In 2011, food writer Andrew Knowlton wrote a Bon Appetit feature on Texas barbecue chef Aaron Franklin, calling the beef brisket served at the pitmaster's Franklin Barbecue restaurant "stunning."
Since then, Texas-style smokehouse beef brisket, long a regional favorite, has exploded in popularity. Over the past decade, the item has worked its way onto menus for national fast-food chains, like Arby's.
In 2015, Franklin became the first chef ever to win the coveted James Beard award for barbecue. Brisket has even made inroads in European and Asian markets, a feat considering that countries like Japan have largely shunned U.S. beef in recent years.
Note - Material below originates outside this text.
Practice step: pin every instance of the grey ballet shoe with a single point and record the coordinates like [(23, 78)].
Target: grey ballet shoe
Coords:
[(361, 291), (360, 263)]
Today, Americans' growing appetite for brisket — once the cheapest cut of beef — has sent prices soaring despite it requiring hours of cooking to soften the tough meat. Brisket now ranks as the the third-priciest cut of beef, after the primal rib and loin from which ribeye and T-bone steaks come from. June brisket prices hit a record high for the month, with prices at $2.08 per pound — that's up about 13% from the same week last year, according to the U.S. Department of Agriculture.
Only so many briskets
Brisket costs hit an all-time high four years ago when a drought cut supply and drove up prices. But the numbers this year are more surprising, given that the U.S. ramped up production to make 27 million pounds of beef last year, a decade high, according to industry publication Beef2Live. That still wasn't enough to satisfy Americans' hankering for slow-cooked brisket.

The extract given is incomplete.